この記事では、遺言書を開封してしまった場合に起こる事態と、正しい検認の手順、開封を予防する方法について詳しく解説します。

遺言書を見つけても開封してはいけない

大切な人が亡くなった後、遺言書を見つけたら、きっと中身を確認したくなるものです。しかし、遺言書は勝手に開封してはいけません。

勝手に開封するのは法律違反

遺言書を勝手に開封することは、法律で禁じられています。民法第1004条では、「遺言書の開封は、家庭裁判所が検認した後でなければならない」と定められているのです。この規定に反して遺言書を開封した場合、5万円以下の過料を科せられる可能性があります。また、遺言書を改ざんした場合は、刑事罰の対象となることもあるでしょう。

遺言書は開封前に検認必要

遺言書を開封する前に、家庭裁判所による検認が必要です。検認とは、遺言書が法律の定める方式に従って作成されたものであるかを確認する手続きのことです。検認の申立ては、遺言書を保管している人や相続人が行います。家庭裁判所は、遺言書の形式的な有効性を確認し、開封を許可するのです。

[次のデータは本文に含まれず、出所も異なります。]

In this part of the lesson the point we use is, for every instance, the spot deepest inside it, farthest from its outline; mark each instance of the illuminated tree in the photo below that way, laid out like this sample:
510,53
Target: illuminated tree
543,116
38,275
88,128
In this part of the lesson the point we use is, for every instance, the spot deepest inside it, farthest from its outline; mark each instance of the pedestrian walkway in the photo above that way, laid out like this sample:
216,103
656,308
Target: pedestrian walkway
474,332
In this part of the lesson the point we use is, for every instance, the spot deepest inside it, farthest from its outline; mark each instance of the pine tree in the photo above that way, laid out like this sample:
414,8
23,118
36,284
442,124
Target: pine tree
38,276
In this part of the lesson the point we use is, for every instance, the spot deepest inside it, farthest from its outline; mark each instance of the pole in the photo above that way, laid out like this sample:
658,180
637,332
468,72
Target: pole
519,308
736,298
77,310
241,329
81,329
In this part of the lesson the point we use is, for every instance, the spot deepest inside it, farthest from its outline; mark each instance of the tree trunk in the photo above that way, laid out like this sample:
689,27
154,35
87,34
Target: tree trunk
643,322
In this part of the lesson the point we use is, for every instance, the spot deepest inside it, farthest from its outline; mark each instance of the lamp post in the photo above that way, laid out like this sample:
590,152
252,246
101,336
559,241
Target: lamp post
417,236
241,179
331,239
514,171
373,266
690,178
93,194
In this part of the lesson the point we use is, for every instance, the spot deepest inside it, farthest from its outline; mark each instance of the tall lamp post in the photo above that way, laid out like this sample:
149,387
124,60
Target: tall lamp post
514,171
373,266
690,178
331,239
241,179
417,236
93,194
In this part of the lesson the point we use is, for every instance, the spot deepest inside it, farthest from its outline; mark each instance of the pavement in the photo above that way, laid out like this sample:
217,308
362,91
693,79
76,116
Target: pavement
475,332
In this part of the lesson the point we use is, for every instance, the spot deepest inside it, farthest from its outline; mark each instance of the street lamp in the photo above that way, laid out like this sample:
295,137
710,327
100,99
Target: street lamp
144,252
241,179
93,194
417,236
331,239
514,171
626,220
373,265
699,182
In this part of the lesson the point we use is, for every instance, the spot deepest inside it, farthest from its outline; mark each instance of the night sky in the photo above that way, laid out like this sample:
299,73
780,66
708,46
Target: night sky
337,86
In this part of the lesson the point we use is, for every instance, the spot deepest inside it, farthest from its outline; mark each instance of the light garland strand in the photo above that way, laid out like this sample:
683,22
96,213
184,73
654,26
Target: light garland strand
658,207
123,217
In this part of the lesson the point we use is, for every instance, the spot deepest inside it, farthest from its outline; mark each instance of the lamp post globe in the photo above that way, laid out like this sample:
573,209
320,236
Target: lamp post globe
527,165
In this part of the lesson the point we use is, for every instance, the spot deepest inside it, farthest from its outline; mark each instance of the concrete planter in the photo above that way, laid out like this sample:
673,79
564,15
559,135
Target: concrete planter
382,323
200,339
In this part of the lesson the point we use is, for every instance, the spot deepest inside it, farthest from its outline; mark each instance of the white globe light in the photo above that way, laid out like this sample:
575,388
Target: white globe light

たとえ封がされていないメモ状態の遺言書であっても、遺言者本人が記載したものだと証明するために検認をする必要があります。

検認が必要な遺言書の種類

遺言書には主に3つの種類があります。どの種類の遺言書であるかによって、検認が必要かどうかが分かれます。詳しく見てみましょう。

自筆証書遺言

自筆証書遺言は、遺言者が全文を自書し、日付と氏名を記載して押印することで作成される遺言書です。遺言者の意思を最も直接的に反映できる一方で、偽造や改ざんのリスクがあります。そのため、開封前の検認が必要とされているのです。家庭裁判所は、遺言書の筆跡や印影を確認し、遺言者本人によって作成されたものであるかを判断します。

公正証書遺言

公正証書遺言は、公証人が遺言者の口述を録取し、作成する遺言書です。自筆証書遺言よりも有効性の高いものとなります。その後も原本が公証役場で保管されることから、改ざんの可能性がないため、検認の手続きは不要となります。

秘密証書遺言

秘密証書遺言は、遺言者が遺言の内容を記載した文書を封印し、公証人に提出することで作成される遺言書です。遺言の内容を秘密にしたまま、公証人による認証を受けられます。ただし、遺言書の存在を証明するだけで、中身の確認はできていないことから、秘密証書遺言も開封前の検認が必要です。

遺言書を開封してしまったらどうなる?

もしも遺言書を開封してしまったらどうなるのでしょうか?

開封してしまっても効力や相続権は失われない

勝手に開封したからといって、それだけで遺言書が無効になることはありません。また、開封した人が相続権を失うこともありません。

もっとも、検認前に遺言書を開封することは違法行為ですので、絶対に開封してはいけません。ただし、もし誤って遺言書を開封したとしても、遺言書の効力や相続権が失われることはないので安心してください。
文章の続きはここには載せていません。